I never spoke with her again but once. That was an evening three years later in Brussels. Strolling idly after dinner the bright lights of a theatre invited me to enter. It was somewhat late; the second act had commenced. I slipped quietly into my seat, the only one vacant at the extreme end of the front row of the first range; then, looking down upon the stage, met her eyes. A little later an attendant whispered to me that Madame G——would like to see me; so at the fall of the curtain I went round. Two men were in the dressing-room smoking, and on the table were some bottles of champagne.
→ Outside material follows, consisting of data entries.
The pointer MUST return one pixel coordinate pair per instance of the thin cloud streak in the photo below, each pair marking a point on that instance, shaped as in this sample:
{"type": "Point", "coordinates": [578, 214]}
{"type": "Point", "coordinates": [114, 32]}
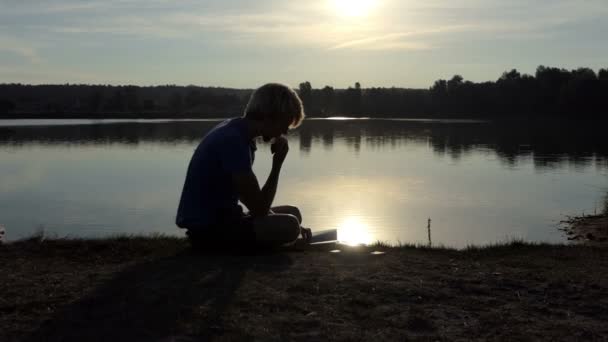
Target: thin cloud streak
{"type": "Point", "coordinates": [393, 40]}
{"type": "Point", "coordinates": [15, 46]}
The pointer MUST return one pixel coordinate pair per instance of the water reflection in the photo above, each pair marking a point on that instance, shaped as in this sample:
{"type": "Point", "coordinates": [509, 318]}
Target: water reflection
{"type": "Point", "coordinates": [353, 231]}
{"type": "Point", "coordinates": [372, 180]}
{"type": "Point", "coordinates": [550, 144]}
She was standing before her glass, a loose shawl about her shoulders.
“Excuse my shaking hands,” she said. “This damned hole is like a furnace; I have to make up fresh after each act.”
She held them up for my inspection with a laugh; they were smeared with grease.
“D'you know my husband?” she continued. “Baron G—; Mr. Paul Kelver.”
The Baron rose. He was a red-faced, pot-bellied little man. “Delighted to meet Mr. Kelver,” he said, speaking in excellent English. “Any friend of my wife's is always a friend of mine.”
He held out his fat, perspiring hand. I was not in the mood to attach much importance to ceremony. I bowed and turned away, careless whether he was offended or not.
“I am glad I saw you,” she continued. “Do you remember a girl called Barbara? You and she were rather chums, years ago.”
“Yes,” I answered, “I remember her.”
“Well, she died, poor girl, three years ago.” She was rubbing paint into her cheeks as she spoke. “She asked me if ever I saw you to give you this. I have been carrying it about with me ever since.”
She took a ring from her finger. It was the one ring Barbara had worn as a girl, a chrysolite set plainly in a band of gold. I had noticed it upon her hand the first time I had seen her, sitting in my father's office framed by the dusty books and papers. She dropped it into my outstretched palm.
“Quite a pretty little romance,” laughed the Baron.
“That's all,” added the woman at the glass. “She said you would understand.”
From under her painted lashes she flashed a glance at me. I hope never to see again that look upon a woman's face.
“Thank you,” I said. “Yes, I understand. It was very kind of you. I shall always wear it.”
Placing the ring upon my finger, I left the room.
Chapter X.
Paul finds his Way.
Slowly, surely, steadily I climbed, putting aside all dreams, paying strict attention to business. Often my other self, little Paul of the sad eyes, would seek to lure me from my work. But for my vehement determination never to rest for a moment till I had purchased back my honesty, my desire—growing day by day, till it became almost a physical hunger—to feel again the pressure of Norah's strong white hand in mine, he might possibly have succeeded. Heaven only knows what then he might have made of me: politician, minor poet, more or less able editor, hampered by convictions—something most surely of but little service to myself. Now and again, with a week to spare—my humour making holiday, nothing to be done but await patiently its return—I would write stories for my own pleasure. They made no mark; but success in purposeful work is of slower growth. Had I persisted—but there was money to be earned. And by the time my debts were paid, I had established a reputation.
“Madness!” argued practical friends. “You would be throwing away a certain fortune for, at the best, a doubtful competence. The one you know you can do, the other—it would be beginning your career all over again.”